MedTAG: An open-source biomedical annotation tool for diagnostic reports.
This repository contains the full source code of MedTAG, a biomedical annotation tool for tagging biomedical concepts in clinical reports.
MedTAG provides four annotation types:
-
Concepts: allows the user to specify which concepts are relevant for a document. Users can take advantage of auto-complete functionalities for searching the relevant concepts to assign to each document.
-
Labels: allows the user to assign, by clicking on the check-boxes, one or more labels to a document. The labels indicate some reports' properties (e.g. "Cancer" label indicates the presence of a cancer related disease).
-
Mentions: shows the list of the mentions identified by the user in the report text.
-
Linking: allows the user to link the mentions identified with the corresponding concepts. Users can link the same mention to multiple concepts.
MedTAG provides the following functionalities:
-
a web-based collaborative annotation platform with support for users and roles
-
support for click-away mention annotation
-
support for mentions highlighting in different colors
-
automatic saving every time an action is performed
-
sorting of medical reports according to two different strategies: lexicographic order and “unannotated-first” policy
-
web responsive design to support mobile devices
-
download of annotations and ground truths in several formats (i.e., BioC/XML, CSV, JSON)
-
support for multi-label annotation
-
support for document-level annotations
-
multilingual support
-
support for overlapping mentions
-
support for ontologies/concepts to use for the annotation process
-
support for schema configuration, so that users can easily import data (i.e., reports, labels and concepts), as CSV files, and choose which report fields to annotate.
-
support for automatic annotation of all the annotation types for reports belonging to three use cases: colon, uterine cervix and lung. Automatic annotation is available for english reports
-
support for annotation of PubMed articles
-
support for the upload and visualization of other team members' ground-truths
NOTE: MedTAG does not support discontinuous annotations.

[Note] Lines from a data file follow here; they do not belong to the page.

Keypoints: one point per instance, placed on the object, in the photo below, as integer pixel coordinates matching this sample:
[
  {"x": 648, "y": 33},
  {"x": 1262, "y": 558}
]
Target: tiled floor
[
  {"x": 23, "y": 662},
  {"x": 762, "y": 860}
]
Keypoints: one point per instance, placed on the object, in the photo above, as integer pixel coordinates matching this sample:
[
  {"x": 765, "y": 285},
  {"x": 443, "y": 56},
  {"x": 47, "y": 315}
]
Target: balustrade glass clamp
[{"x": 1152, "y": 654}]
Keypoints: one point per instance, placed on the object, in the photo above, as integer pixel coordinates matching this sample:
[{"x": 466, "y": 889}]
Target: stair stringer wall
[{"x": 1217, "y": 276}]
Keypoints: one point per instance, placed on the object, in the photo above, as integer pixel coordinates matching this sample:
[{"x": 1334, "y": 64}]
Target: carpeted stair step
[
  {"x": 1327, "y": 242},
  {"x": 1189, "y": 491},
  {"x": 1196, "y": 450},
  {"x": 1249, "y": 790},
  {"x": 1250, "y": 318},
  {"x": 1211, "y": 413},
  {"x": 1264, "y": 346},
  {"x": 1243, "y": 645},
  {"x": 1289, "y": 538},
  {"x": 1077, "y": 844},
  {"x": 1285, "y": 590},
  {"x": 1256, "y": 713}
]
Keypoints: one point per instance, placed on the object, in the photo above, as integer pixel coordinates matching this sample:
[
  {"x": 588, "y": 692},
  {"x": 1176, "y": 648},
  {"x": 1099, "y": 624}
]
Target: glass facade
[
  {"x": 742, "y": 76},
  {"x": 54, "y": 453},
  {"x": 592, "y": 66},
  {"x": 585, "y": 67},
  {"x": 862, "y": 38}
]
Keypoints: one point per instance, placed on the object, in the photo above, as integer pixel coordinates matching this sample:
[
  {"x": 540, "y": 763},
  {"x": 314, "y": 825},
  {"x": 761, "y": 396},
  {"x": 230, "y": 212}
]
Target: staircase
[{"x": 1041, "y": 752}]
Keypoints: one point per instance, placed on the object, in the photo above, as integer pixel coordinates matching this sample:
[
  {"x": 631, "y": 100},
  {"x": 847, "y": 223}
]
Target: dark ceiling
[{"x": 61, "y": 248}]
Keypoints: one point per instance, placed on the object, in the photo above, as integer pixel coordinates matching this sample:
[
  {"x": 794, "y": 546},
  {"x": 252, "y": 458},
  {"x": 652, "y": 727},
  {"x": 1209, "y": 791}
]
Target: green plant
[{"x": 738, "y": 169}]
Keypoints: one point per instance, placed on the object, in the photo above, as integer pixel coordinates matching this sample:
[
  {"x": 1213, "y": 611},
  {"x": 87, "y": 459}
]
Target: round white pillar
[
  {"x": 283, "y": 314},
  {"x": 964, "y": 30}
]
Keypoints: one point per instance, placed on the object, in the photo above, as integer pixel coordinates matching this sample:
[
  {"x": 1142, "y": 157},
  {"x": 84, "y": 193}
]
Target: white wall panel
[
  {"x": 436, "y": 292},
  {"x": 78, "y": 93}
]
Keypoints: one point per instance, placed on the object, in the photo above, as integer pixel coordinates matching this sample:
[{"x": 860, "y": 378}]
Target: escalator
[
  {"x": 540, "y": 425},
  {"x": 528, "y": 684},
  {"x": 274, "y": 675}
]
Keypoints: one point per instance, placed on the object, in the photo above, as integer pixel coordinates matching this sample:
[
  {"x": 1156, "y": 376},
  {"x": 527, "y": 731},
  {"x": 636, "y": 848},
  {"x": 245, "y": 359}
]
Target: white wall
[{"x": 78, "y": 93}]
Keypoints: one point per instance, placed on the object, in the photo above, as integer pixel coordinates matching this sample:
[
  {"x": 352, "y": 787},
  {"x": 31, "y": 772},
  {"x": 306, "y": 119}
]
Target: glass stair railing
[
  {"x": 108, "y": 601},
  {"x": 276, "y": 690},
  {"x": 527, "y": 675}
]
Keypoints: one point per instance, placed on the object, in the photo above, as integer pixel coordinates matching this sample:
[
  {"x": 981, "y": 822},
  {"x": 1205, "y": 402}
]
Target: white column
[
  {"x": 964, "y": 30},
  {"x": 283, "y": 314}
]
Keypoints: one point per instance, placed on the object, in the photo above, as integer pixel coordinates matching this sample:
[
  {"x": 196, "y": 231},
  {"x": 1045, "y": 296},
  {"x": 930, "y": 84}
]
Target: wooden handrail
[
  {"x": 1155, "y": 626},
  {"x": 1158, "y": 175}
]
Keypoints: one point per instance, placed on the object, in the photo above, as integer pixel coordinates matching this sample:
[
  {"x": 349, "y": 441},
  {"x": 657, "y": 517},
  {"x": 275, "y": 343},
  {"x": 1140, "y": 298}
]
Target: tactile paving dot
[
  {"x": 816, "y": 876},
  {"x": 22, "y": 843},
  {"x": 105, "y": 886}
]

The directory tree is organized as follows:
- The MedTAG_Dockerized directory contains the full source code of MedTAG.
- The example directory contains some instances of CSV files to work with.
- The templates directory contains some instances of CSV files with only the list of header columns.
- The img directory contains the project images such as the screeenshots of MedTAG.
Since MedTAG is provided as a Docker container, both docker and docker-compose are required. To this aim, check out the installation procedure for your platform. Moreover, the MedTAG docker container instantiates a PostgreSQL database, so if you plan to insert a large amount of data make sure you have enough disk space. For what concerns the browser choice, Chrome would be the best browser to work with MedTAG. Nevertheless, both Safari and Firefox are supported as well.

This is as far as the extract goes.